3. Calculate New Metrics
df['Avg_Money_per_Event'] = df['MONEY'] / df['EVENTS']Here, we calculate a new column called Avg_Money_per_Event, which represents how much prize money each player earns per event. This is a simple division of MONEY by EVENTS.
4. Ranking Players
df['Rank_per_Tour'] = df.groupby('TOUR')['MONEY'].rank(ascending=False)
df['Overall_Rank'] = df['MONEY'].rank(ascending=False)
df['Difference_in_Ranking'] = df['Overall_Rank'] - df['Rank_per_Tour']We add three new ranking columns:
- Rank_per_Tour: Ranks players within their respective tours based on prize money (highest earns rank 1).
- Overall_Rank: Ranks players across both tours.
- Difference_in_Ranking: Measures how much a player's rank differs between their tour and the overall ranking.
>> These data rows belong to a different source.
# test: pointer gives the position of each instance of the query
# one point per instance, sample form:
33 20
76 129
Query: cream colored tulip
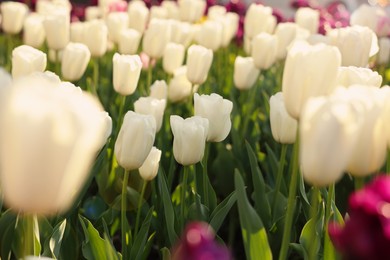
126 73
135 140
26 59
189 138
The rank() function assigns ranks, and setting ascending=False means higher earnings get lower ranks (1st place).
5. Aggregating Data
df = df.groupby(['TOUR']).agg(
Total_Prize_Money=('MONEY', 'sum'),
Number_of_Players=('PLAYER NAME', 'nunique'),
Number_of_Events=('EVENTS', 'sum'),
Avg_Money_per_Event=('Avg_Money_per_Event', 'mean'),
Avg_Diff_in_Ranking=('Difference_in_Ranking', 'mean')
).reset_index()We group by each TOUR and calculate the following metrics:
- Total_Prize_Money: Total earnings for each tour.
- Number_of_Players: Unique player count per tour.
- Number_of_Events: Total number of events.
- Avg_Money_per_Event: Average earnings per event.
- Avg_Diff_in_Ranking: Average difference between a player's tour rank and their overall rank.
reset_index() ensures the grouped output is returned as a DataFrame.
6. Pivoting Data for Better Comparison
df = df.set_index('TOUR').TWe transpose the DataFrame using .T, which swaps rows and columns. Now, each row represents a metric, and each column represents a tour (PGA, LPGA).
7. Comparing the LPGA and PGA Tours
df['Difference between Tours'] = df['LPGA'] - df['PGA']We calculate a new column called Difference between Tours by subtracting PGA values from LPGA values.
- Negative values indicate the LPGA has lower figures than the PGA.
- Positive values indicate the LPGA surpasses the PGA in that metric.
8. Exporting the Cleaned Data
output_path = r"C:\Users\HarveyJoyce\Downloads\PDC_prepped\PD 2021 Wk 6 output.csv"
df.to_csv(output_path, index=False)
print(df)Finally, we save the cleaned and transformed data to a CSV file for further analysis.
🏁 Final Thoughts
In this tutorial, we walked through how to:
- Load Excel data into Python.
- Calculate new metrics for player earnings.
- Rank players within and across tours.
- Aggregate and pivot data to summarize key insights.
- Compare earnings between the LPGA and PGA tours.